Este episódio, entre tantos registrados na Bíblia, nos mostra a existência dos demônios, que são espíritos maus, anjos caídos, que estão na terra com o propósito de prejudicar a humanidade e afrontar Deus. Além de influenciar e oprimir os homens, os espíritos malignos chegam a possuir a mente e o corpo de muitas pessoas. 

O demônio reconheceu Jesus imediatamente e se prostrou para adorá-lo, como fazia quando era um anjo de Deus. Naquele momento, o espírito mau deu o seu testemunho de que Jesus é o Filho de Deus. Algo tão difícil para as pessoas acreditarem e reconhecerem, era fato natural para aquela entidade maligna.

Jesus atendeu ao pedido daqueles espíritos, permitindo que eles entrassem nos porcos. Imediatamente, aqueles animais foram precipitados no despenhadeiro, caindo no mar e morrendo afogados. Creio que era isso que os demônios pretendiam fazer aos gadarenos

Então, por que não fizeram? Eles só agem dentro dos limites da permissão divina (Marcos 5.13). Além disso, os demônios usavam aquele corpo como casa (Mateus 12.43,44) e não iriam destruí-lo tão cedo. O diabo utiliza seus escravos para fazer suas obras malignas neste mundo. Por isso, é útil para ele que suas vidas miseráveis sejam prolongadas por algum tempo.

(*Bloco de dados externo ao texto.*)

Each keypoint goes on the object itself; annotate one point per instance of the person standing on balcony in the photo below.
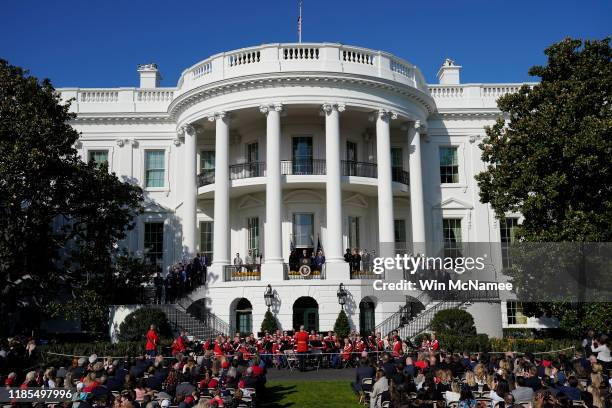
(355, 261)
(347, 255)
(152, 341)
(238, 262)
(319, 261)
(249, 262)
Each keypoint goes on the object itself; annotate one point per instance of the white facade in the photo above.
(339, 131)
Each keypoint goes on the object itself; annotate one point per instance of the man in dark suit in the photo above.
(363, 371)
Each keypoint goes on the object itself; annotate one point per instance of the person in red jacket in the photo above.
(178, 346)
(301, 341)
(434, 344)
(152, 341)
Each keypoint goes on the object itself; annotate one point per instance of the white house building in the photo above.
(281, 146)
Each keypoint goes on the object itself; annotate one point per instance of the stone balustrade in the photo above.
(286, 58)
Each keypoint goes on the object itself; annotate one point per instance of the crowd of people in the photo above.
(181, 279)
(389, 372)
(360, 259)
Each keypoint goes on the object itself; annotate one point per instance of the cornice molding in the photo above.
(224, 87)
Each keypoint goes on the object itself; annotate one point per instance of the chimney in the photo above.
(448, 74)
(149, 75)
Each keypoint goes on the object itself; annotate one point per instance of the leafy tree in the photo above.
(137, 323)
(550, 161)
(61, 220)
(342, 326)
(269, 323)
(455, 322)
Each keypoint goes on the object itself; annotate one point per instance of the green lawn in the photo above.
(309, 394)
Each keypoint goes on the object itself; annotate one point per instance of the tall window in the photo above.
(154, 168)
(253, 235)
(252, 152)
(451, 230)
(507, 229)
(399, 234)
(98, 156)
(515, 313)
(449, 165)
(353, 232)
(206, 238)
(207, 160)
(303, 230)
(351, 151)
(154, 242)
(302, 155)
(397, 157)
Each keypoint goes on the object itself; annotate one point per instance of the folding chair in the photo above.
(368, 383)
(315, 357)
(292, 360)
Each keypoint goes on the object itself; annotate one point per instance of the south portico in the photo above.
(333, 177)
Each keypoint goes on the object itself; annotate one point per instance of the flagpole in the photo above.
(300, 21)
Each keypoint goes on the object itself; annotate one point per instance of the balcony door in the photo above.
(351, 158)
(252, 156)
(302, 155)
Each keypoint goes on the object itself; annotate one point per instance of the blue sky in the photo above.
(99, 44)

A cura de endemoninhado de Cafarnaum

"Entraram em Cafarnaum e, logo no sábado, indo ele à sinagoga, ali ensinava. E maravilharam-se da sua doutrina, porque os ensinava como tendo autoridade, e não como os escribas. E estava na sinagoga deles um homem com um espírito imundo, o qual exclamou, dizendo: Ah! que temos contigo, Jesus Nazareno? Vieste destruir-nos? Bem sei quem és: o Santo de Deus. E repreendeu-o Jesus, dizendo: Cala-te, e sai dele. Então o espírito imundo, convulsionando-o, e clamando com grande voz, saiu dele." (Marcos 1.21-26; Lucas 4.31-37).

Propósito: inaugurar e dar publicidade ao ministério de Jesus na Galiléia e demonstrar a sua missão para libertar todos os cativos de Satanás.

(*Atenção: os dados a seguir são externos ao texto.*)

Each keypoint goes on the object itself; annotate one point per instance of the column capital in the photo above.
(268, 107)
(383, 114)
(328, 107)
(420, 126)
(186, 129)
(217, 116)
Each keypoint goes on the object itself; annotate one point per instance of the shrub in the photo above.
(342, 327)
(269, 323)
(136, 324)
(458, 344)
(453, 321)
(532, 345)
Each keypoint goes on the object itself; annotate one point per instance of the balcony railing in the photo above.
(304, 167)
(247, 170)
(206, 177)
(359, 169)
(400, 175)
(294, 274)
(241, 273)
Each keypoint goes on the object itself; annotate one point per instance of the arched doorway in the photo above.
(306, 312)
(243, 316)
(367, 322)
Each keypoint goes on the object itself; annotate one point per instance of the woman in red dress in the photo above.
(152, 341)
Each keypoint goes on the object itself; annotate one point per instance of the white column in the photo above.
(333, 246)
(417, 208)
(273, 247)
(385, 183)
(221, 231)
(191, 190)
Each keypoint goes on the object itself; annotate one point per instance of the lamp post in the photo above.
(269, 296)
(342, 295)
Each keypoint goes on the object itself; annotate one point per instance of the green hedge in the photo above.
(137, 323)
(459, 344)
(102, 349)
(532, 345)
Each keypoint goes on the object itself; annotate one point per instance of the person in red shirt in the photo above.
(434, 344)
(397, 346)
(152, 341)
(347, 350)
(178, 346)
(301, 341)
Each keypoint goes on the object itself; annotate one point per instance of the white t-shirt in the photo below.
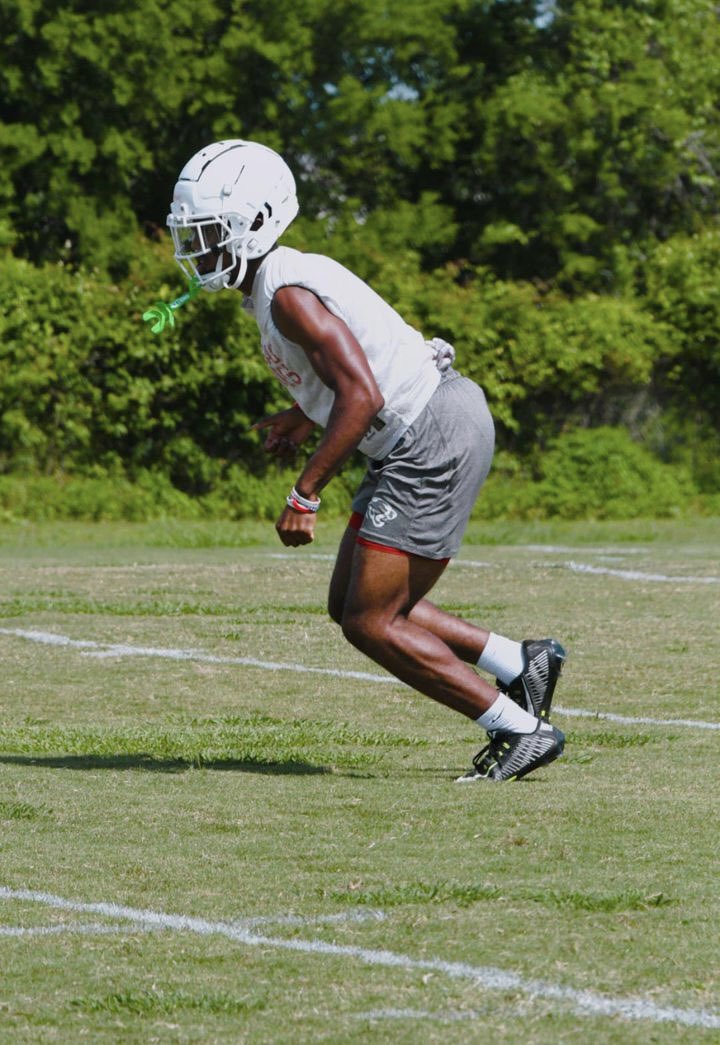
(402, 363)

Consequências: as multidões apertaram Jesus em busca de cura. Este foi o segundo milagre de Jesus no sábado, o primeiro foi a cura de um paralítico (João 5.1-18).

Jesus estava falando na sinagoga sobre o reino que Ele tinha vindo estabelecer, e sobre a
missão dele: libertar os escravos do diabo. De repente, foi interrompido por um grito agudo e aterrorizante. Um louco vinha saindo do meio do povo, exclamando: “Ah! Que temos contigo, Jesus de Nazaré? Vieste destruir-nos? Bem sei quem és: o Santo de Deus”.

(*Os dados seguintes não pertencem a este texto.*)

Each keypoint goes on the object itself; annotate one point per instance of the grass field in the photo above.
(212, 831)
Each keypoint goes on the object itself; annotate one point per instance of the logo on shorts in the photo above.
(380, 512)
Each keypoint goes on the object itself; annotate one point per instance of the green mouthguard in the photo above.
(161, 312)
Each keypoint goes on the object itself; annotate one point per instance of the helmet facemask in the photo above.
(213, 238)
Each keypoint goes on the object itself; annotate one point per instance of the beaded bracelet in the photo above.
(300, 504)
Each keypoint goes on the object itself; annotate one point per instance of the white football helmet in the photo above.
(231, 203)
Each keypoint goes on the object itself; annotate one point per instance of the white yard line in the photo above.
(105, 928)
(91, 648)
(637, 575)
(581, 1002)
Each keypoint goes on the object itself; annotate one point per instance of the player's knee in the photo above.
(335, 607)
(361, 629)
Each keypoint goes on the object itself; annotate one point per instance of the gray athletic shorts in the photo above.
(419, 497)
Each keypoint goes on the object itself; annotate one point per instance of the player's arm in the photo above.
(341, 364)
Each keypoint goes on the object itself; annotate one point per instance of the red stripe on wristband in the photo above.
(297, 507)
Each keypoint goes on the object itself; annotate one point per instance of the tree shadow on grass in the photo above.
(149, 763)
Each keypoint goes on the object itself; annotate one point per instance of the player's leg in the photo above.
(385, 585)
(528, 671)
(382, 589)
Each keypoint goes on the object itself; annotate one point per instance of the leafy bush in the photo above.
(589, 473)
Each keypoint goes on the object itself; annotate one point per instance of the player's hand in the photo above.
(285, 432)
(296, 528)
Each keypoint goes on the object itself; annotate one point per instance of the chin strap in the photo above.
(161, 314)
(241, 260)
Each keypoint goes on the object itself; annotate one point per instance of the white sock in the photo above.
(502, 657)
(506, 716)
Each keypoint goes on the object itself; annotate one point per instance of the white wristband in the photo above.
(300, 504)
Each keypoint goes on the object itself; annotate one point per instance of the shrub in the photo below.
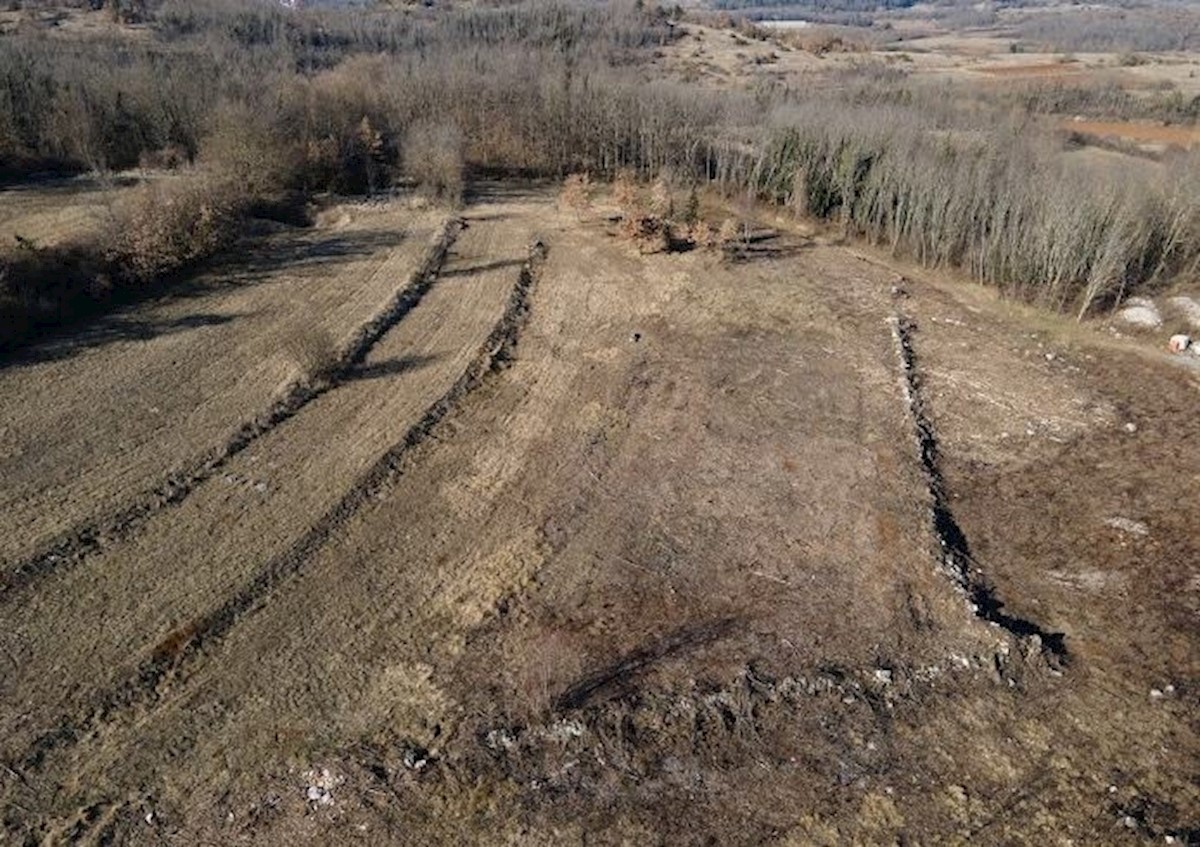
(433, 157)
(576, 192)
(171, 223)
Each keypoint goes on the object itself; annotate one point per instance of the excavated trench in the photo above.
(149, 682)
(90, 538)
(955, 551)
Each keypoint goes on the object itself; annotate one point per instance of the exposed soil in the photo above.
(595, 546)
(1155, 133)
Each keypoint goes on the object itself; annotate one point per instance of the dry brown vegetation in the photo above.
(689, 509)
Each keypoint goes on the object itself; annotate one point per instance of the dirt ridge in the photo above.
(88, 539)
(957, 560)
(155, 676)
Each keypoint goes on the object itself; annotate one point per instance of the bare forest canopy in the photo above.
(255, 102)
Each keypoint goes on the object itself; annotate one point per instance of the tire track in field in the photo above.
(90, 538)
(155, 677)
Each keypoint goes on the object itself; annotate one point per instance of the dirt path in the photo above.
(93, 421)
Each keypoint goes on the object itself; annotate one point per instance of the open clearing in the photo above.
(643, 548)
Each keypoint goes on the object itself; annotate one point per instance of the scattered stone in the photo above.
(1140, 313)
(1188, 308)
(1128, 526)
(415, 758)
(321, 787)
(319, 796)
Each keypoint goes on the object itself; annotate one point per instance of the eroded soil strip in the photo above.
(85, 540)
(957, 559)
(150, 680)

Tomado por espíritos imundos, esse homem tinha virado um espetáculo terrível para seus amigos, e um fardo para ele mesmo. A causa dessa aflição estava escondida em sua própria história. Ele tinha sido fascinado pelos prazeres do pecado, e pensou que podia transformar a vida num grande carnaval. Nunca tinha sonhado em virar um terror para o mundo e uma vergonha para sua família; só achou que podia gastar seu tempo em alguns “exageros inocentes”. Só que, depois que começou a descer, embalou rapidamente: a intemperança e o descuido destruíram as suas capacidades mentais, e Satanás tomou conta dele todo.

Milagres realizados por Jesus

Desde o Antigo Testamento, os curandeiros da tradição judaico-cristã eram considerados como profetas e, a fim de legitimar sua missão profética, realizavam curas e milagres no meio do povo. No tempo de Jesus, a cura consistia praticamente na expulsão do demônio, causador da doença, e no perdão dos pecados. A prática de expulsar demônios, adquirida pelos hebreus nos exílios da Babilônia e do Egito, era algo comum no judaísmo, pois se cria que as doenças eram causadas por eles, a exemplo da passagem de Mateus 12.22-28. No versículo 28, Jesus, ao referir-se a si mesmo, assim se expressa: Mas, se é pelo Espírito de Deus que expulso os demônios, então chegou para vós o Reino de Deus.”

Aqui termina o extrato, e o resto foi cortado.